Serena Williams – Future Tennis HOFer– “Especially proud to be a part of the Nike family today. #justdoit”
Donald Trump – President of the United States “Just like the NFL, whose ratings have gone WAY DOWN, Nike is getting absolutely killed with anger and boycotts”
Overall, sentiment was slightly negative at 14 percent, a lift of 7 percent over positive expressions at 7 percent. A vast majority, though, seemingly remaining on the sidelines.
At the first sign of gathering storm clouds, investors fearing the worst, started heading for cover. Nike’s stock starts dropping, finally landing with a thud at $79.60— a 3.6 percent drop from opening the morning at 82.29.
The boat started to take on water.
Would Nike go down in the storm? Or would the brand survive the tempest, emerging on the other side carrying the momentum of full sails?

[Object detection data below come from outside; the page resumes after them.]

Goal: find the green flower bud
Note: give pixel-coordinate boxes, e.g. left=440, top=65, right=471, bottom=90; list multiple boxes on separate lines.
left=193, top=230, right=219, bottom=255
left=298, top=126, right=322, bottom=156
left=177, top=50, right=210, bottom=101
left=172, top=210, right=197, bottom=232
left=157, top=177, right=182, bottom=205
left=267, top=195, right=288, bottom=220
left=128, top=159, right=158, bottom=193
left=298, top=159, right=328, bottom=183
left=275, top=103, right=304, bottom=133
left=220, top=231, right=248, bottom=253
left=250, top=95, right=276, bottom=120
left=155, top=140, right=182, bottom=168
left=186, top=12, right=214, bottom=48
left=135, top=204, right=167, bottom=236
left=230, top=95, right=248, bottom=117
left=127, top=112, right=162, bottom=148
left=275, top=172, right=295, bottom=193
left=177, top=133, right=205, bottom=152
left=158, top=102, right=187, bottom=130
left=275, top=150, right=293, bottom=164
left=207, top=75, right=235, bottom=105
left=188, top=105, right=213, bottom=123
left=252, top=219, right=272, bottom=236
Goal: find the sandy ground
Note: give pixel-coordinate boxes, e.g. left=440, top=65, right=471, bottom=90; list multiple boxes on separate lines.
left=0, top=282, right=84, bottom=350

A Week In: The Winds Die Down
Sometimes the hottest fires burn out the quickest. The fickle winds of public attention shifts direction, their gaze held by another controversy or hot button topic. The remembrance of the events in 2001 also served to dampen the flames as the nation paused to reflect.
As the social conversation started to wane, online sales started to surge, reportedly increasing nearly 31 percent. Nike’s stock started to climb. Judging the temperature safe, investors started to dip there toes back into the tub. That initial rebound fueled more interest, fueling a climb that wouldn’t stop until it hit $83.57, an all time high for the brand.
Initial estimates valued the media coverage and resulting media exposure in the neighborhood of 163 million dollars.
Two Weeks Removed: A Look Back
The volume and overall sentimentality on social media returned to levels seen pre-announcement. Nike’s stock had continued to climb, reaching an apex of $85.26 before settling down to $82.50. Market consultants release bullish forecasts for the brand in anticipation of the brands quarterly report.
This is not the first time Nike has created waves across social conversation. Lest we forget, Charles Barkley’s scowling growl telling us he’s not a role model, or the Voices film that turned the spotlight on women’s barriers and contributions to athletics. Granted, it didn’t reached the apex of social commentary in a way this did, but it does remind us that Nike is no stranger to stirring the pot.
Nike’s approach to bucking the reins of convention and creating attention and buzz for the brand has been called both courageous and corporate capitalism but there is another C word that must be mentioned in the same breath: calculated.
What makes them successful is the ability to identify their audience and speak in an authentic way to their target demographics. Nike took a measured gamble; leveraging the attitudes, beliefs and long term earning potential of their younger customer base against the net loss felt from potential defectors. The financial and social media reflections were reactionary as expected, but once the adrenaline wore off, generally stabilized, although now carrying a new upward trajectory.
What will unfold in the acts to come?
Nike is betting that the 170,000 new followers on Instagram, 26MM plus YouTube viewers of the “Dream Crazy” ad, and their expanding social and economic influence will create a new generation of loyal customers and brand advocates.
As for now, I wouldn’t bet against it.